The United States federal government, on behalf of the Environmental Protection Agency (EPA), has filed a lawsuit against Walnutdale Family Farm and farm operator Kevin Lettinga, alleging numerous violations of the Clean Water Act. The allegations arose from the violation of its National Pollutant Discharge Elimination System permits; the complaint estimated that 120,000 gallons of manure and wastewater were discharged into a nearby body of water in one day.
This was not the first time the farm had faced litigation from the EPA. The EPA and environmental advocacy group the Sierra Club both sued the farm’s corporate predecessor, as well as Lettinga, in 2002. The farm was subjected to a consent decree as a result of that lawsuit in 2004; the complaint noted that the violations it described were also violations of the consent decree.

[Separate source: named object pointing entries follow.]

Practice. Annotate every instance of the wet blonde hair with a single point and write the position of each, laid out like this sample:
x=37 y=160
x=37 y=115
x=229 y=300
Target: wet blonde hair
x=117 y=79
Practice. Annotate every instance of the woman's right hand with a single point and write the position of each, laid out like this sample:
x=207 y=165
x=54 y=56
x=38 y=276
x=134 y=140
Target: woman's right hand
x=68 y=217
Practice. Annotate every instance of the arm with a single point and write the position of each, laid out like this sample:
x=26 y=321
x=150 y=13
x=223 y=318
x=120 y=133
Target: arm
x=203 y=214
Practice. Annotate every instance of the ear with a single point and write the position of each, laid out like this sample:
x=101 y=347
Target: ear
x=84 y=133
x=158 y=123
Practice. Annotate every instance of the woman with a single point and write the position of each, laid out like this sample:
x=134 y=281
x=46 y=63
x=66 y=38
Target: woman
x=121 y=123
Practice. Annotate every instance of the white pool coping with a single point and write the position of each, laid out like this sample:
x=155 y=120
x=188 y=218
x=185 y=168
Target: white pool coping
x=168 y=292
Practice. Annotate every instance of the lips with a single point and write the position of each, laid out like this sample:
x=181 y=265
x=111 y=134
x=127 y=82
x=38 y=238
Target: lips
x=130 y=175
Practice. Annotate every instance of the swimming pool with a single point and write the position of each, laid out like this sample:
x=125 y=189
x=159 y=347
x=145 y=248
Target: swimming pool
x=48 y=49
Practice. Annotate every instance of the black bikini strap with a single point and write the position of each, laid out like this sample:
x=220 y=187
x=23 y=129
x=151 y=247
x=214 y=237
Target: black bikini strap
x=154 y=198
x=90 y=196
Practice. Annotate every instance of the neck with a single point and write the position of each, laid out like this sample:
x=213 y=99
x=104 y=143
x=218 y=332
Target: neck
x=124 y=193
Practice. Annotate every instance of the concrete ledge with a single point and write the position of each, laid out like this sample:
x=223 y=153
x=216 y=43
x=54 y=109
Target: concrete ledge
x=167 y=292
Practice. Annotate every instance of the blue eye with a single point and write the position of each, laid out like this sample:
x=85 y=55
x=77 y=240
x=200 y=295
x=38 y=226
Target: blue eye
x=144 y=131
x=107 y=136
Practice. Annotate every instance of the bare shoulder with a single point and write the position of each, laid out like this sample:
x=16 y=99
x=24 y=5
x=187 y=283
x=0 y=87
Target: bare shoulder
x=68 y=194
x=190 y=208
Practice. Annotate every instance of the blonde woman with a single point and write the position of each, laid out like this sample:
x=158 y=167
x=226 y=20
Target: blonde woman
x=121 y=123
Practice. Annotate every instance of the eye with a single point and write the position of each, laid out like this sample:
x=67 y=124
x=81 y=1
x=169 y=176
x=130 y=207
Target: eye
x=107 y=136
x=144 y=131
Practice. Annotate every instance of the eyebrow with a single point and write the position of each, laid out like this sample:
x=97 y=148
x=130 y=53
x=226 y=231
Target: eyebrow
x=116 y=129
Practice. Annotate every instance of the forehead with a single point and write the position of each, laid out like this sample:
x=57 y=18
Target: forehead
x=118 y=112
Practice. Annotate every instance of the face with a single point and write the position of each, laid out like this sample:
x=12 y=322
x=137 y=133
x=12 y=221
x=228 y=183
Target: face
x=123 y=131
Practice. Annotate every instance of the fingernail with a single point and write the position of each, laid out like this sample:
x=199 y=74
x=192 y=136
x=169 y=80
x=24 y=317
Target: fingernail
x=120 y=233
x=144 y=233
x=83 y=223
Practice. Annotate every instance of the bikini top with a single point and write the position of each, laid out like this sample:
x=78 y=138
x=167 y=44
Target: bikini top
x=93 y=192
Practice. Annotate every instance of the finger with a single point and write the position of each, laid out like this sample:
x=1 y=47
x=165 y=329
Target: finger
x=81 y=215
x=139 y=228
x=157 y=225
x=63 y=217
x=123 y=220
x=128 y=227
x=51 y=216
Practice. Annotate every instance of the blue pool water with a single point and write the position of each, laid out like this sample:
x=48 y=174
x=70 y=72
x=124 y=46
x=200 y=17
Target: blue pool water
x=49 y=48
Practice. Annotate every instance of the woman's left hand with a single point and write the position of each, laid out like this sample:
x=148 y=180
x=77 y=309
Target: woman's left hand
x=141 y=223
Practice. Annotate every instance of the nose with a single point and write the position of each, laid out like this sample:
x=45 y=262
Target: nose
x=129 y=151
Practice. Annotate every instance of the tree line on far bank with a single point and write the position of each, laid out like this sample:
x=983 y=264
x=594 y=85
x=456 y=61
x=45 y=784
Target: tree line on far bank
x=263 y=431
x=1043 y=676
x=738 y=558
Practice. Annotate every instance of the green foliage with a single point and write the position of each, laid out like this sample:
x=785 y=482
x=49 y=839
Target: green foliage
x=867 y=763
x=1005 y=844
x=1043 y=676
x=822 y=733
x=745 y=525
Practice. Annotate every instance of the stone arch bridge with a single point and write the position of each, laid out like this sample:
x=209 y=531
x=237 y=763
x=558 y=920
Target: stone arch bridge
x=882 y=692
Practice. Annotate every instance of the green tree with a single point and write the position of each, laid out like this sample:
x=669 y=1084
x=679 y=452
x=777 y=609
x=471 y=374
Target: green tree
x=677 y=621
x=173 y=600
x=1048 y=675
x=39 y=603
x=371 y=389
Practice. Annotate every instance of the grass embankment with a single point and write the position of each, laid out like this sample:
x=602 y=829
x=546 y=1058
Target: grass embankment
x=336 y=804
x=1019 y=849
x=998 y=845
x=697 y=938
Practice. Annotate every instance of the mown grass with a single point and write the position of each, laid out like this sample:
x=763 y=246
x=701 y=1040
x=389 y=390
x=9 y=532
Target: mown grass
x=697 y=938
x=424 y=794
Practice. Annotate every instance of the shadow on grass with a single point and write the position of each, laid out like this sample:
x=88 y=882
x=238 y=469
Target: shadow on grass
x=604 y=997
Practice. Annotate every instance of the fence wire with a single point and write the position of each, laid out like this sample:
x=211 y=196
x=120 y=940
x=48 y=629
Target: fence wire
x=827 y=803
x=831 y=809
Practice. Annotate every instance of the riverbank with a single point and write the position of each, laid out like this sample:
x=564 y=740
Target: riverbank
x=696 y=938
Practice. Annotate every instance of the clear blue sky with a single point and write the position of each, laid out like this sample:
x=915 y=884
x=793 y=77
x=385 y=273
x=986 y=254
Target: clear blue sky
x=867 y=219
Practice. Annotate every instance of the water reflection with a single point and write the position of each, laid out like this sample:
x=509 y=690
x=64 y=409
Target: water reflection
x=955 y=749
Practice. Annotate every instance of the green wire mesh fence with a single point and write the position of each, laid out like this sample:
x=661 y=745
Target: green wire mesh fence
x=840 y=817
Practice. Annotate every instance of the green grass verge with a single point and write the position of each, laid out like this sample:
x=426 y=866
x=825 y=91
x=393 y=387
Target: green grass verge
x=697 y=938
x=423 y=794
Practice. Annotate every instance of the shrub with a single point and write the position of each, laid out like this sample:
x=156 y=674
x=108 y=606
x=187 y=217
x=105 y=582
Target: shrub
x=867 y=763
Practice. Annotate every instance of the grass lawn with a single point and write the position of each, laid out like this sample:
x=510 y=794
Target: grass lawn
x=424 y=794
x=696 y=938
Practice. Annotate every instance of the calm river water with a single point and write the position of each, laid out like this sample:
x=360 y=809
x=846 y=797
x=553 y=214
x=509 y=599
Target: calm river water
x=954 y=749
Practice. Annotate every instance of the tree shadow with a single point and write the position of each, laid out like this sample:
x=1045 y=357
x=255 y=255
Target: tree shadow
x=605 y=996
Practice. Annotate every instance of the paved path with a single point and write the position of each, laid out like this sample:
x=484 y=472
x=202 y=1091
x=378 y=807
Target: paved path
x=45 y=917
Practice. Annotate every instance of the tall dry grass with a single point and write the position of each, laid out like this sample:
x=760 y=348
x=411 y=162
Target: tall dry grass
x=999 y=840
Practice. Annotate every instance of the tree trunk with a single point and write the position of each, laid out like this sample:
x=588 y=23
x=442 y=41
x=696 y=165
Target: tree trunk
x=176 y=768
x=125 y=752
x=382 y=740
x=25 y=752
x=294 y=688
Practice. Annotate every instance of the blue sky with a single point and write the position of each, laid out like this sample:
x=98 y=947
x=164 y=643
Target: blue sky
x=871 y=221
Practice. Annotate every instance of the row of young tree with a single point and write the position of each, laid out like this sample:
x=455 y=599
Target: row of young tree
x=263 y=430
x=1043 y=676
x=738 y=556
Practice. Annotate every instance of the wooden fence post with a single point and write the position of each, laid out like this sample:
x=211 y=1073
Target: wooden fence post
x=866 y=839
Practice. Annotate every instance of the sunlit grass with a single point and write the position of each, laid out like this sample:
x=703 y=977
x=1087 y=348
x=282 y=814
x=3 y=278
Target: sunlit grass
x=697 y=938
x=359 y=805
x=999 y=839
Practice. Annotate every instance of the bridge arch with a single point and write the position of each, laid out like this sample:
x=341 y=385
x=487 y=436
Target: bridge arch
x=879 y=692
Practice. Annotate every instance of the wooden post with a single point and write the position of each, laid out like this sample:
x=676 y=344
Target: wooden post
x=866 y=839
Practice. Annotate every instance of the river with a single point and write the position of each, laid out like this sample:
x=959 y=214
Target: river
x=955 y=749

This complaint, filed May 7 in the Western District of Michigan, alleged that the farm failed to meet its permit requirements for the discharge fo pollutants. The government explained that “The 2010 Permit authorizes a discharge only where certain conditions are met and where the discharge does not cause or contribute to an exceedance of Michigan’s Water Quality Standards.”
Walnutdale Farms is classified as a Concentrated Animal Feeding Operation (CAFO). During an inspection carried out on April 8, 2013, EPA officials noted that wastewater from the feeding operation was discharged into the Red Run Drain. The Michigan Department of Environmental Quality received a complaint just ten days later; their inspection showed the same results. The state agency issued a violation notice a few months later. In 2017, the EPA again attempted to inspect the farm but were denied entry. The inspection was successfully carried out a month later.
Among other violations, the government alleged violation of the permits, failure to report discharge and emergency volume levels in waste storage, failure to maintain depth gauges, and failure to inspect and maintain waste storage structures.